沈汶在床上大叫:“是我的呀,我想留着……”
沈湘根本不理她,把香饼放入怀中里说:“你看,我都穿戴好了,你们快点!”然后撩帘走了出去。
沈汶哼唧着选了最扎眼的鲜绿色衣服,夏紫暗喜。苏婉娘也穿了件夏紫见过的新褙子,外面是不起眼的深蓝色。
到了日薄西山之时,毛毡上渐渐坐满了华衣美服的男女,各家的仆从往来着送上杯碟碗筷和点心头盘,火堆也一一点燃,场面开始热闹起来。
天幕蓝紫,落日血红。
太子笑着走入了场地,旁边跟着一群太监、幕僚和东宫文官。后面是神色懈怠的三皇子,相伴的只有一个面无表情的太监,远远地,瘸着拐着跟着四皇子。
他们在小桌前坐了,太子自然是首席,太子的幕僚坐在了离太子最近的一个毡席上。三皇子坐在了太子身侧不远,四皇子坐了下首座位。
不远处的偏席上,脸带傲慢的四公主走在前面,一副受气包的样子的五公主走在后面,在偏席上坐了。
面前众人起身,在太监的唱喝中,向太子行礼,规模很宏大。
太子满意地笑了,示意大家坐下,有太监到身边,为太子斟上酒,席上这才纷纷上酒。
瓶盏叮当,宛如乐器。
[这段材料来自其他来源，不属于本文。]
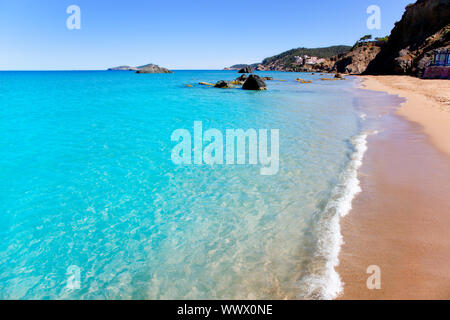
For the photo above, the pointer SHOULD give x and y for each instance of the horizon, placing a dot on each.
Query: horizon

不多时,后面也坐了乐人,开始演奏。
镇北侯府的男子们在靠前边的一个席位上,沈湘和沈汶与张允锦几个女孩子,在离太子正席很远的一个毡席上,周围还围了丝绢的风屏。
在屏障的围合中,夕阳的余晖下,几个女孩子在丫鬟们交错地上酒上菜间低声说笑着:
“我可从来没有喝过酒呢!”
“现在是冬天,可以暖和一下。”
“这盘鹿肉很嫩,你尝尝……”
沈汶刚想尝尝水酒,沈湘严厉地对她说:“你太小了!不许喝!”沈汶委屈地把酒杯放下了。
张允锦笑着说:“喝一点没事吧?”
沈湘趁机抱怨:“一点也别让她喝!你不知道,昨天她们竟然用了安眠香饼,结果睡到午后才起。再喝酒,一会儿还不又睡过去?”
张允锦笑起来……
一切都如此轻松和快乐,但是沈汶从夏紫频频向外望去的眼神中,看到了紧张。
四公主对身边的宫人说:“去请镇北侯的二小姐来,本公主好久没有见她了,要看看她如何了。”
宫人弯了下膝盖答应了,问了镇北侯女眷的位置,小步行去。四皇子听见了,微坐直了些身子,就像他常在观弈阁看人们下棋时那样,专注而安静。
五公主皱了眉,神情更加忧郁了。
宫人到了镇北侯府的女席前说道:“四公主请镇北侯府二小姐前去问话。”
真来了!苏婉娘低头,以免露出异色。
沈汶一撅嘴:“我可不愿意去,我想跟姐姐们在这里玩!”
宫人厉声喝道:“大胆!公主的话竟敢不从吗?”
沈湘面露明显的不快,哄着沈汶说:“我陪你去。”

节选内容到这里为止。